In unserem Webinar aus der Reihe „9-to-Know“ geben Tanja Schmitz und Luca Spillmann einen kompakten Überblick über die aktuellen Voraussetzungen und zeigen auf, wie in der Praxis typische Fehlerquellen vermieden werden können. Anhand konkreter Beispiele erläutern sie, worauf bei der Einhaltung der Voraussetzungen einer wirksamen Organschaft zu achten ist – vom Abschluss und der Durchführung des Ergebnisabführungsvertrags über die Entstehung und korrekte Bilanzierung der Ausgleichsansprüche bis hin zum zeitnahen finanziellen Ausgleich.

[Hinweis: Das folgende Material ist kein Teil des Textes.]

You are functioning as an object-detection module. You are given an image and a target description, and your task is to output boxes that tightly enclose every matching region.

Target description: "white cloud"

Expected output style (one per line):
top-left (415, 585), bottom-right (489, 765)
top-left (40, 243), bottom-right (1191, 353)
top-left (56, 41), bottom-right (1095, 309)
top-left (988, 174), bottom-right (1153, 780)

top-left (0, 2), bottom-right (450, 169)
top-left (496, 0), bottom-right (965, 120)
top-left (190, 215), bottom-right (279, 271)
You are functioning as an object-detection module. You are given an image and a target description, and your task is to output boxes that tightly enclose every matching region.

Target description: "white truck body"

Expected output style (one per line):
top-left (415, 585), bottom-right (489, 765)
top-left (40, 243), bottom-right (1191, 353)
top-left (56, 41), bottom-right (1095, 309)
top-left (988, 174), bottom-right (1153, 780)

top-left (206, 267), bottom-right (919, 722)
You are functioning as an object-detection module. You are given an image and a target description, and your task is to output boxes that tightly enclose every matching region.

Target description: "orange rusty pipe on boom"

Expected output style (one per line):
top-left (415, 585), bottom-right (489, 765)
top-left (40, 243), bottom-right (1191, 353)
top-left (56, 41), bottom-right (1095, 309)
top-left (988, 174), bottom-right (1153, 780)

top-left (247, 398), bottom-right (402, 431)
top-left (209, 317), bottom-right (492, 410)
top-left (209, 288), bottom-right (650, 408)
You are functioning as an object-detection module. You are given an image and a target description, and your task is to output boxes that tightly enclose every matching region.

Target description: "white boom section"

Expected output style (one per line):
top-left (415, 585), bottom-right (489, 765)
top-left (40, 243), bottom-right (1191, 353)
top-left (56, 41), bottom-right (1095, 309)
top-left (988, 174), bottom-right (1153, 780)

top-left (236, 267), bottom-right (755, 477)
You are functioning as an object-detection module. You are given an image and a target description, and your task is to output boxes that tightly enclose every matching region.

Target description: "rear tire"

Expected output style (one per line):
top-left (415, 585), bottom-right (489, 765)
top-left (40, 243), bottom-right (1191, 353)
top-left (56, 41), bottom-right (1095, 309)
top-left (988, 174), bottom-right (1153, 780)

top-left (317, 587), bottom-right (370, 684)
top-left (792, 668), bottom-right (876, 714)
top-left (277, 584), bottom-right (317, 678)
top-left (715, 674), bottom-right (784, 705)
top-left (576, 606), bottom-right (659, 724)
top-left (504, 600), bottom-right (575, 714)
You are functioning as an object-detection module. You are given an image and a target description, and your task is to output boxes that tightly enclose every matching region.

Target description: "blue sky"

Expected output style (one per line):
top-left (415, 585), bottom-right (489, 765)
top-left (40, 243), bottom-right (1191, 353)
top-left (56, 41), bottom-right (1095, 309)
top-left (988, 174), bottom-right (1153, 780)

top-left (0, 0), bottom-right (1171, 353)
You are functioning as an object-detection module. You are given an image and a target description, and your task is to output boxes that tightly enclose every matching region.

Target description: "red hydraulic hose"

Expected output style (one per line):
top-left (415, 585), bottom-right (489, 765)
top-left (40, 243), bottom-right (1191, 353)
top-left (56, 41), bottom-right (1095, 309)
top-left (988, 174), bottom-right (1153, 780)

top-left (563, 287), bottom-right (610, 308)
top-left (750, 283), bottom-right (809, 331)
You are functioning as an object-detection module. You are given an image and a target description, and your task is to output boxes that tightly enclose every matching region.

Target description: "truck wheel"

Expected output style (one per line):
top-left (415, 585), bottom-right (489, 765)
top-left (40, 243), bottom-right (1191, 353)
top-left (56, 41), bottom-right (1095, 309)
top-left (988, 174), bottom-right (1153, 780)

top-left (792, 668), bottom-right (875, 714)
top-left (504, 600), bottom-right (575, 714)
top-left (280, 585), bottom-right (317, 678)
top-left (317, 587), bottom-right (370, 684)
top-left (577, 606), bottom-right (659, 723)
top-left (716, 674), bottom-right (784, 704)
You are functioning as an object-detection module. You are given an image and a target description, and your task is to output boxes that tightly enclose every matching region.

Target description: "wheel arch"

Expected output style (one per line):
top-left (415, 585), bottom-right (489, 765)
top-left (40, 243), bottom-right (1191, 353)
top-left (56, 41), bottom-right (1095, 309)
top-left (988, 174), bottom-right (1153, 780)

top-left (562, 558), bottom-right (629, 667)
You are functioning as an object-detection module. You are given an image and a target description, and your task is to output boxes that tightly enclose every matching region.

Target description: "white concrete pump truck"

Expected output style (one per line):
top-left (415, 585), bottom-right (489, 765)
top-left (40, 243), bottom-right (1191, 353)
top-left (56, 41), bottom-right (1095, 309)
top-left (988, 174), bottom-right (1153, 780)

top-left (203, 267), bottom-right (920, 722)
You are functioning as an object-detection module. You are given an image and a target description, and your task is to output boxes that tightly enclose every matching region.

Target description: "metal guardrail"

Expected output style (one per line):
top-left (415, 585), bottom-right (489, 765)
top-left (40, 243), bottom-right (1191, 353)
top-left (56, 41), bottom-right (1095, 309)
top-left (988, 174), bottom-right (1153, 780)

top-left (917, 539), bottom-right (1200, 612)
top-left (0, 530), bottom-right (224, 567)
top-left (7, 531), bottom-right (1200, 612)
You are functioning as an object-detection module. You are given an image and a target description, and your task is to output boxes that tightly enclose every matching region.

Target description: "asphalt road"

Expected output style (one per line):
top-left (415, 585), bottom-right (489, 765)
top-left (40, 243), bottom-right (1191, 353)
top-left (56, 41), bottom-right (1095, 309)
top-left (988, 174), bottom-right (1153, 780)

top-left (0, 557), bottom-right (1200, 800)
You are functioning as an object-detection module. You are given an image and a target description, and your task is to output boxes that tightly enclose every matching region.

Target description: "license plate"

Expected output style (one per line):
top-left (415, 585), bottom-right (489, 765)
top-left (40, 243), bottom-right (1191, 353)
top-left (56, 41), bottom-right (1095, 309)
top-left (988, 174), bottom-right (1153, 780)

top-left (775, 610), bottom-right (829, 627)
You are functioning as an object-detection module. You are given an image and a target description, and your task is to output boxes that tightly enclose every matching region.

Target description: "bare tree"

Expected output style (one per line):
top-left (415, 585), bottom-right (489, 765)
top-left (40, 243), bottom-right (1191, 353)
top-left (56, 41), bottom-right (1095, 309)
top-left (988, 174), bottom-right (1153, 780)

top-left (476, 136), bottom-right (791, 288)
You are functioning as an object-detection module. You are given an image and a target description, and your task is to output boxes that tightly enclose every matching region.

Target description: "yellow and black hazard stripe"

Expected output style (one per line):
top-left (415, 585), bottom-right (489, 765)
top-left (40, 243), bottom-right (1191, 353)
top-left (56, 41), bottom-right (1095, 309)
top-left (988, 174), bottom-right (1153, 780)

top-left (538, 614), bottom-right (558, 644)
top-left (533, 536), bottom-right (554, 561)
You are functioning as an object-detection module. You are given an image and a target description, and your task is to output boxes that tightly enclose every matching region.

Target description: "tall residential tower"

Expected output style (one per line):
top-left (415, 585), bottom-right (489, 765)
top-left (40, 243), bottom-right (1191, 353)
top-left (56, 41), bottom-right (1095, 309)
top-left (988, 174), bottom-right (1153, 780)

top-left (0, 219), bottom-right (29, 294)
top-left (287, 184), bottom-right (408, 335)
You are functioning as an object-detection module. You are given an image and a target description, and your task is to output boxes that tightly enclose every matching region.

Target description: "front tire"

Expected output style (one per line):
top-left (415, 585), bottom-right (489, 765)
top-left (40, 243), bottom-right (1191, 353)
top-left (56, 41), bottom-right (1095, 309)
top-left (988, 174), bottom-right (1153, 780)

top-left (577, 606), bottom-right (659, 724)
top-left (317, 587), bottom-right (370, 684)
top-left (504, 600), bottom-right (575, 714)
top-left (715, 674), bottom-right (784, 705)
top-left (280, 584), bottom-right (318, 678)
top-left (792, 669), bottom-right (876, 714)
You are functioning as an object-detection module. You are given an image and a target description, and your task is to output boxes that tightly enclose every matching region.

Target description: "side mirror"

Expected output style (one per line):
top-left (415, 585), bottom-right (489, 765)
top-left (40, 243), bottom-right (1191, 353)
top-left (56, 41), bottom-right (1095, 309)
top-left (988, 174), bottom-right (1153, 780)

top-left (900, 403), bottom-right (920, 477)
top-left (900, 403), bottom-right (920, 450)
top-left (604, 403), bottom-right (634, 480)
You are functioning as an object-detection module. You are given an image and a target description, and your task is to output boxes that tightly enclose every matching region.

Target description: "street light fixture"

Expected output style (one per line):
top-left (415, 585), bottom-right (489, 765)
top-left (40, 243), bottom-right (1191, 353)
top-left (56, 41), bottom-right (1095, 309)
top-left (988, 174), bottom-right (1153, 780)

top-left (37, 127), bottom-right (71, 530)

Schwerpunkt wird insbesondere das BFH‑Urteil vom 5. November 2025 (I R 37/22) sein: Die Referierenden stellen den Sachverhalt und die Entscheidungsgründe dar und ordnen die praktischen Auswirkungen für bestehende Organschaftsstrukturen ein. Abgerundet wird das Webinar durch einen Blick auf die steuerlichen Folgen einer ggf. rückwirkenden Aberkennung der Organschaft. Erfahren Sie, wie Sie potenzielle Risiken frühzeitig erkennen und gezielt minimieren können.